Cost-Effectiveness of CRT in Mild Heart Failure
What is the cost-effectiveness of adding cardiac resynchronization therapy (CRT) to an implantable cardioverter-defibrillator (CRT-D) compared with implantable cardioverter-defibrillator (ICD) alone among patients with prolonged intraventricular conduction and mild systolic heart failure (HF)?
The study cohort was comprised of HF patients ages ≥65 years with a left ventricular ejection fraction (LVEF) of ≤30%, QRS duration of ≥120 ms, and New York Heart Association (NYHA) class I or II symptoms. The data were obtained from clinical trials, clinical registries, claims data from Centers for Medicare & Medicaid Services, and Centers for Disease Control and Prevention life tables. The authors compared CRT-D or ICD, alone using the Markov decision model, life-years, quality-adjusted life-years (QALYs), costs, and incremental cost-effectiveness ratios (ICERs). They performed base-case analyses and one- and two-way deterministic sensitivity case analyses on the data set.

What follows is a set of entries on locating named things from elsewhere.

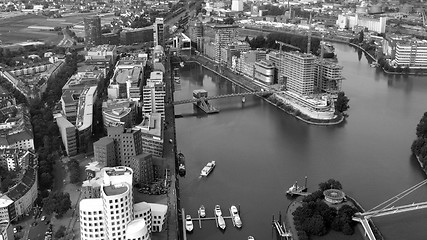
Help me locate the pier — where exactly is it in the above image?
[272,212,292,240]
[286,176,311,197]
[181,206,240,232]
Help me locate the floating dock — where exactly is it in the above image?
[286,176,310,196]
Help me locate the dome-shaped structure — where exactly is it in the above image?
[323,189,345,204]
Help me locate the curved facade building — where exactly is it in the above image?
[80,198,105,240]
[126,219,151,240]
[101,183,133,239]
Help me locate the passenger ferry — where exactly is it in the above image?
[200,161,215,177]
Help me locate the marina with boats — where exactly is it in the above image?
[200,161,216,177]
[181,204,243,232]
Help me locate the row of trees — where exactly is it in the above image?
[411,112,427,172]
[245,32,320,54]
[293,179,357,240]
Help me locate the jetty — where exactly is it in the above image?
[272,212,292,240]
[286,176,310,196]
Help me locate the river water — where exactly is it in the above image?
[175,44,427,240]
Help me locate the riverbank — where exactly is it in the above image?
[285,196,384,240]
[186,55,345,126]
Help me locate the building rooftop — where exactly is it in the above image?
[134,113,163,140]
[103,184,129,196]
[80,198,103,212]
[76,86,97,131]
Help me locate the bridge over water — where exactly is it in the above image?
[173,91,279,105]
[352,179,427,240]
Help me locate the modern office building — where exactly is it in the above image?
[83,16,102,46]
[315,61,344,94]
[254,60,275,85]
[80,166,168,240]
[55,115,77,156]
[134,113,163,157]
[283,52,317,96]
[107,125,143,167]
[93,137,117,167]
[120,26,154,45]
[153,18,165,47]
[102,99,139,130]
[394,39,427,69]
[336,13,387,33]
[130,152,154,184]
[213,25,239,63]
[107,56,146,101]
[231,0,243,12]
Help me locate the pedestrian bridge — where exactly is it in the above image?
[173,90,279,105]
[352,179,427,240]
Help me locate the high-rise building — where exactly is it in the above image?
[93,137,117,167]
[84,16,102,46]
[153,18,165,47]
[231,0,243,12]
[283,52,317,96]
[213,25,239,62]
[107,124,142,167]
[80,166,168,240]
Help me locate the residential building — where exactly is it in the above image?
[133,113,163,157]
[0,219,15,240]
[93,137,117,167]
[153,18,165,47]
[0,156,38,222]
[83,16,102,46]
[283,52,317,95]
[55,115,77,156]
[80,166,164,240]
[254,60,275,85]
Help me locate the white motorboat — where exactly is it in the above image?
[199,205,206,217]
[185,215,194,232]
[215,205,222,217]
[218,216,225,230]
[200,161,216,177]
[230,205,242,228]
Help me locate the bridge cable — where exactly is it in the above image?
[364,179,427,217]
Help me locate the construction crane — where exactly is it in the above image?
[276,40,301,53]
[307,12,311,53]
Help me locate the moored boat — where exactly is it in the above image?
[230,205,242,228]
[199,205,206,217]
[218,216,225,230]
[215,205,222,217]
[200,161,216,177]
[185,215,194,232]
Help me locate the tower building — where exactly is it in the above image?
[84,16,102,46]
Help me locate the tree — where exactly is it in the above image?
[55,225,67,239]
[319,179,342,192]
[335,92,350,113]
[43,192,71,218]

The base-case analyses found that use of CRT-D increased life expectancy (9.8 years vs. 8.8 years), QALYs (8.6 years vs. 7.6 years), and costs ($286,500 vs. $228,600), yielding a cost per QALY gained of $61,700. The sensitivity analyses found that the cost-effectiveness of CRT-D was most dependent on the degree of mortality reduction: When the risk ratio for death was 0.95, the ICER increased to $119,600 per QALY. The cost-effectiveness of CRT-D was less favorable when expensive CRT-D devices were implanted, with shorter CRT-D battery life, and when implanted at an older age.
The authors concluded that in patients with an LVEF of ≤30%, QRS duration of ≥120 ms, and NYHA class II symptoms, CRT-D appears to be economically attractive relative to ICD alone when a reduction in mortality is expected.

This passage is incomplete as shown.